Health Minister Sylvia Jones held a press conference in Toronto alongside former federal Liberal health minister Jane Philpott, who since Dec. 1 has been the head of a provincial primary care action team, to announce a plan to add more primary health-care teams.

Jones said the plan is to spend a total of $1.8 billion over the next few years to give more Ontarians access to primary care by 2029, but disputed that Monday's announcement was a campaign promise.

"The plan is in place, that work will continue, and we now have that opportunity to build that excitement," she said.

"Now, there's no doubt that people have been waiting a long time, too long, frankly, to get connected with a primary care practitioner in their community, and I am incredibly proud of Dr. Philpott's team in being able to turn around the proposal and the plan, bringing it to cabinet, getting it approved so quickly."

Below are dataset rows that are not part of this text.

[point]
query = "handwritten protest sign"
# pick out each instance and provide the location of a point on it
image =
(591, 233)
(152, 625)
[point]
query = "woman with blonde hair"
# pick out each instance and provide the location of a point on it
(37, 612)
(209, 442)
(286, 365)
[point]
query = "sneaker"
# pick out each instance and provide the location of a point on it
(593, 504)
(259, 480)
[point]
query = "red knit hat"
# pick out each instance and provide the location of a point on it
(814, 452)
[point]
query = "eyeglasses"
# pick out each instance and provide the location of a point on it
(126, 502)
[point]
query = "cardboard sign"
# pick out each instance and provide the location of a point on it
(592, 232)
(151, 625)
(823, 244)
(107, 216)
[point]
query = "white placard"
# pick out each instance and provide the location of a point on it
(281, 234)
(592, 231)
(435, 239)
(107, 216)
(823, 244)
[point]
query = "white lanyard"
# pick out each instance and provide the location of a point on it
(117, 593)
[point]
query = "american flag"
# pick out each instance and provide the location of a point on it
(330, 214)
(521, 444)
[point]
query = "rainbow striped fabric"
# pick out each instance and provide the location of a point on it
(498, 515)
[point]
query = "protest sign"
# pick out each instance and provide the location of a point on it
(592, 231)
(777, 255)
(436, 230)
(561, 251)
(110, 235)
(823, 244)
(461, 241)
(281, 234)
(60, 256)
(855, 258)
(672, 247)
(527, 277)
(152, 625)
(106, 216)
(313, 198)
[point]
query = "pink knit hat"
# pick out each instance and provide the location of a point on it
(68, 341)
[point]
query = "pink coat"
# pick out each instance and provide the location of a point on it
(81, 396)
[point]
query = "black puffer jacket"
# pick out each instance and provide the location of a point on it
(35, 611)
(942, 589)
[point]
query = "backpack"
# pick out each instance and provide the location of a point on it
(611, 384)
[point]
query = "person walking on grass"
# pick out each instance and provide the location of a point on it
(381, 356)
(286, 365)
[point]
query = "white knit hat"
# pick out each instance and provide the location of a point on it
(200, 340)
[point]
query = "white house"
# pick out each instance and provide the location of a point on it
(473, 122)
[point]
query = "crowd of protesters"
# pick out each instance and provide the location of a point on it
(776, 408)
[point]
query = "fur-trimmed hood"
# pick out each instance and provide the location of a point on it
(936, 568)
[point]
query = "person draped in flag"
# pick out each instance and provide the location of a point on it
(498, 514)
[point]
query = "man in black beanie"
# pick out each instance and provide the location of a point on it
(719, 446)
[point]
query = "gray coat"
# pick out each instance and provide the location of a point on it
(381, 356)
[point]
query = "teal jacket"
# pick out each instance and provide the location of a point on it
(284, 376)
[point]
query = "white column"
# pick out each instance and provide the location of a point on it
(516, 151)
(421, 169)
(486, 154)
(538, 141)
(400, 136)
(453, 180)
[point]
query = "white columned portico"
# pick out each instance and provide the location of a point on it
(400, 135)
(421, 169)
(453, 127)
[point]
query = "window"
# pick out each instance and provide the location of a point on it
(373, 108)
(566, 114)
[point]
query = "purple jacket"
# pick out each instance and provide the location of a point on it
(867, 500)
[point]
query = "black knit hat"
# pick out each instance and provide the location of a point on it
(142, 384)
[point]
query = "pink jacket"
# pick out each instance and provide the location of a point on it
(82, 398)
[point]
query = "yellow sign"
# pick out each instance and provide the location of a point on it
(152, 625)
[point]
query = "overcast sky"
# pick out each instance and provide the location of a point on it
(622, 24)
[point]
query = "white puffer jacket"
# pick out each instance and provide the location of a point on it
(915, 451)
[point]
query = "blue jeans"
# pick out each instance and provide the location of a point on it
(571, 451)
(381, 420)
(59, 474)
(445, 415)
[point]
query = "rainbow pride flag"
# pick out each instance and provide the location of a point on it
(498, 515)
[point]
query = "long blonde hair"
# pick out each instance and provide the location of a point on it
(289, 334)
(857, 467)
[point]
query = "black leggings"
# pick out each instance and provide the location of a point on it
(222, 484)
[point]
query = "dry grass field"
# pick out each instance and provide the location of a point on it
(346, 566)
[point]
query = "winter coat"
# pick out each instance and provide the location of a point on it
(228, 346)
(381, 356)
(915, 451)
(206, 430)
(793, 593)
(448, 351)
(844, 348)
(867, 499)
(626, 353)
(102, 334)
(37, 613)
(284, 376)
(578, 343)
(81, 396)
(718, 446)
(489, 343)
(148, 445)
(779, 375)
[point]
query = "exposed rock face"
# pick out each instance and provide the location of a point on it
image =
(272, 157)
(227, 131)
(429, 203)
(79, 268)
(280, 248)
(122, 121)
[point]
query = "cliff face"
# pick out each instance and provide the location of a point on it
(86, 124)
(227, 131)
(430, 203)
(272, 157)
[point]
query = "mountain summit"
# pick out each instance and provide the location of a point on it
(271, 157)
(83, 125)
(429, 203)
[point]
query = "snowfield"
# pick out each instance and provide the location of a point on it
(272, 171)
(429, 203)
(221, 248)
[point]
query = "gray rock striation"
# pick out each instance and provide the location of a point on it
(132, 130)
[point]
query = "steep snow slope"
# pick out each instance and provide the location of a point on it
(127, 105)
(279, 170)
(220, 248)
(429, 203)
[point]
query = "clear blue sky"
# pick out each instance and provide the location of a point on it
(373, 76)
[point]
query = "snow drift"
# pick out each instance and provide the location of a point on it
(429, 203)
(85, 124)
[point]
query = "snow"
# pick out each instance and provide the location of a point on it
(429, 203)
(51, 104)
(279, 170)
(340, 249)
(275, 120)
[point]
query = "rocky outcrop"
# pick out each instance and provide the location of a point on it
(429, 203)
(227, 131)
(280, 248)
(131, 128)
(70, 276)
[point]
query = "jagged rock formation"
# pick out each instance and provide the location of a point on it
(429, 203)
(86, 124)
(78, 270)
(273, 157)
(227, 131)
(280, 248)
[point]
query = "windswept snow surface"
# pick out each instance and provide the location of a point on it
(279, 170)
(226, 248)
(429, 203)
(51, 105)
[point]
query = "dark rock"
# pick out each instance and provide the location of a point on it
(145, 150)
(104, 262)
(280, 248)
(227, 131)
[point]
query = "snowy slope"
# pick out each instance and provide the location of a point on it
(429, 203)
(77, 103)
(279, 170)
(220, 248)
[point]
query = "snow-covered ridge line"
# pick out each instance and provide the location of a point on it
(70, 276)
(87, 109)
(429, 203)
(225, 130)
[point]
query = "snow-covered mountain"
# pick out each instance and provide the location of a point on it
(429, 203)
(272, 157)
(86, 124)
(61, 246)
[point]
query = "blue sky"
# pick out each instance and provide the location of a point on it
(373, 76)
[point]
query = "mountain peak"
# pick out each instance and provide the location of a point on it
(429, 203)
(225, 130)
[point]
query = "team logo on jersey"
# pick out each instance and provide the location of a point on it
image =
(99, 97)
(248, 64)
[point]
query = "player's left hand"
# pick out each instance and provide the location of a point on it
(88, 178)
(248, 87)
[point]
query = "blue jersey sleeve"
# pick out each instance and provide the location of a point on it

The plan, with $1.4 billion in promised new money in addition to $400 million already committed, would connect two million more people to primary care and would achieve the government's goal of connecting everyone in the province to a family doctor or primary care team, the government said.

But the Ontario Medical Association says there are 2.5 million Ontarians without a family doctor right now, and the number is expected to rise to 4.4 million in a year.

"We have been fortunate to meet with Dr. Philpott already and we fully support her work and look forward to co-designing a system where every Ontarian has a family doctor," OMA CEO Kimberly Moran wrote in a statement.

"At the same time, more needs to be done to retain and attract family physicians."

Ontario Liberal Party Leader Bonnie Crombie said she is cynical about the timing of the announcement, saying it should have been done in 2018, shortly after Ford first came to power.

Ford is set to call an election Wednesday, nearly 1 1/2 years before the next fixed date in June 2026, saying he needs a mandate from the electorate to deal with U.S. President Donald Trump.

Among the flurry of last-minute government news was a second press conference from Jones, this time in London to announce an additional $151 million to build 18 new homelessness and drug addiction support centres.

There was an announcement from the infrastructure minister touting $325 million for water projects to help build homes, money that is part of an already-announced fund, and a press release from the municipal affairs and housing minister highlighting $75 million for municipalities to deal with encampments – money that Paul Calandra announced last month.

There was a promise to spend $350 million to refurbish GO Transit rail cars in North Bay, a $30-million boost to the Northern Ontario Heritage Fund Corporation to support economic development in the north, and a $10-million loan to a paper company in Kapuskasing to protect 2,500 jobs, among others.

NDP Leader Marit Stiles said the health-care promise in particular is conspicuously timed.

"Doug Ford and the Conservatives have made the problem worse, not better, and now at the last minute as they’re heading into … an early snap election and they're afraid," she said while making an announcement in Brampton.

"They’re starting to make more promises that they’ll never deliver on."

Stiles announced Monday that she would remove tolls for trucks on Highway 407 immediately, which she has long pledged, and also said she would open negotiations with 407 ETR in the first 100 days in government to remove all tolls.

She did not explain how she would pay for the move except to say it would cost "a whole lot less" than the tunnel Ford wants to build under Highway 401.